It was strange arriving in this city that is only associated with unparalled destruction and human suffering. I was irritated by the green, quiet streets, the cherry trees in full bloom. The Ota River rolls by, splits up in many small rivers that form litte islands that much of Hiroshima is built on. Nothing reminds of the horror of August 6th, 1945, when the first atomic bomb was dropped over Hiroshima. A blast equivalent to the power of 15,000 tons of TNT reduced four square miles of the city to ruins and immediately killed 80,000 people. Tens of thousands more died in the following weeks from wounds and radiation poisoning.
Right after the attack, it was believed that Hiroshima would be uninhabitable, but that proved wrong. After the war great efforts were taken to rebuild the city. During my visit I focused entirely on the Peace Memorial Museum and spent two whole days there.
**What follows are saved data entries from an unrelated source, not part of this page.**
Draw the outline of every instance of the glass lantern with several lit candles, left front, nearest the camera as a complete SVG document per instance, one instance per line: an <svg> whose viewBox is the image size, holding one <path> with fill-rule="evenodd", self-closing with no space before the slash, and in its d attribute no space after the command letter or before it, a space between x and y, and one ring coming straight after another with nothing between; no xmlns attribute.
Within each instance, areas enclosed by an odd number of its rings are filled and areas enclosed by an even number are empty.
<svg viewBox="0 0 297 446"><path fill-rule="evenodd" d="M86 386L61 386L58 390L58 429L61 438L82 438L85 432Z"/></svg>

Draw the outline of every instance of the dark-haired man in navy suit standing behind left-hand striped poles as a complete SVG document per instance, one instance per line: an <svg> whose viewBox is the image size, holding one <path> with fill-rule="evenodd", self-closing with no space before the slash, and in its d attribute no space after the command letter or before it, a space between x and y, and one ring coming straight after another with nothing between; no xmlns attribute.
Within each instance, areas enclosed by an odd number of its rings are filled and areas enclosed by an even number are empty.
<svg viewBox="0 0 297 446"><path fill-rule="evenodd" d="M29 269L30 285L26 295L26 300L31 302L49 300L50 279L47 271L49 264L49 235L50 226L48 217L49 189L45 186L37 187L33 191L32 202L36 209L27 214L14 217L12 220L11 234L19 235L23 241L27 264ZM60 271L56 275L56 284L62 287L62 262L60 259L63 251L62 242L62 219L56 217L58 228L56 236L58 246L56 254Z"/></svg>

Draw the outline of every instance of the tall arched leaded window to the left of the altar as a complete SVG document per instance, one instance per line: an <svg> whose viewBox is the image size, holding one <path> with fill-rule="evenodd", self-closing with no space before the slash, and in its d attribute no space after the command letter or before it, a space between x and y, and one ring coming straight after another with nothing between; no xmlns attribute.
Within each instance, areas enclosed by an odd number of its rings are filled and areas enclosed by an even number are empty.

Once inside the museum every item makes you understand the immense destruction and suffering, either immediately after the blast or the years after. Personally, I found the recorded testimonials told by survivors the most upsetting part. All talked about the unbearable thirst they suffered while they tried to find their way home with skin coming off their bodies. Stories of parents desperately looking for their children and finding nothing but a charred sandal. Many of the victims were school children who were called into the area to clear air-raid-defense fire lane. To create these wide lanes even houses had to be torn down, since bombings and resulting fires had been expected.
The A-Bomb Dome, once a building served as a location to promote Hiroshima’s industries, was one of the few buildings to remain standing, till today.
Nobody leaves the museum untouched, I personally was very emotional. Luckily, lhe large park surrounding the Museum has a soothing effect on visitors.
The photo below shows serial fotage taken 1920 of what is now Peace Park. Then the commercial center of Hiroshima, where the bomb exploded mid-air.
I read a lot about Hiroshima but one article simply is a must-read. It describes how 6 different people experience the explosion. In great Details you read about their life minutes before, while and immediately after the bomb exploded.
Near Hiroshima is Miyajima Island, famous for its Floating Tori. So I travelled there for two days and had the most surreal experience- I ran into a friend from back home in Vienna. Virtually first. Surfing on facebook late at night a noticed a posting of a Viennese friend mentioning Miyajima Island. I commented “You mean Miyajima Island, near Hiroshima?” He did. He had visited that day but gone back to Hiroshima. Needless to say, we met the very next day in Hiroshima. Norbert and his Japanese wife spend every holiday in Japan, so he is an expert on local cuisine. It was so absolutely thrilling to meet a friend that way in a place so far from home.
Together we strolled through Peace Park and Norbert told me the story of Sadako Sasaki, a twelve-year-old girl, who survived unharmed but fell ill of radiation induced leukemia years later. While in hospital Sadako’s friends brought here some origami (folding paper) and cheered her up with a legend. The crane, a sacred bird in Japan, lives for a hundred years, and if a sick person folds 1,000 paper cranes, that person would soon get well. After hearing the Story, Sadako started folding 1,000 cranes. She folded more than that but died in 1955.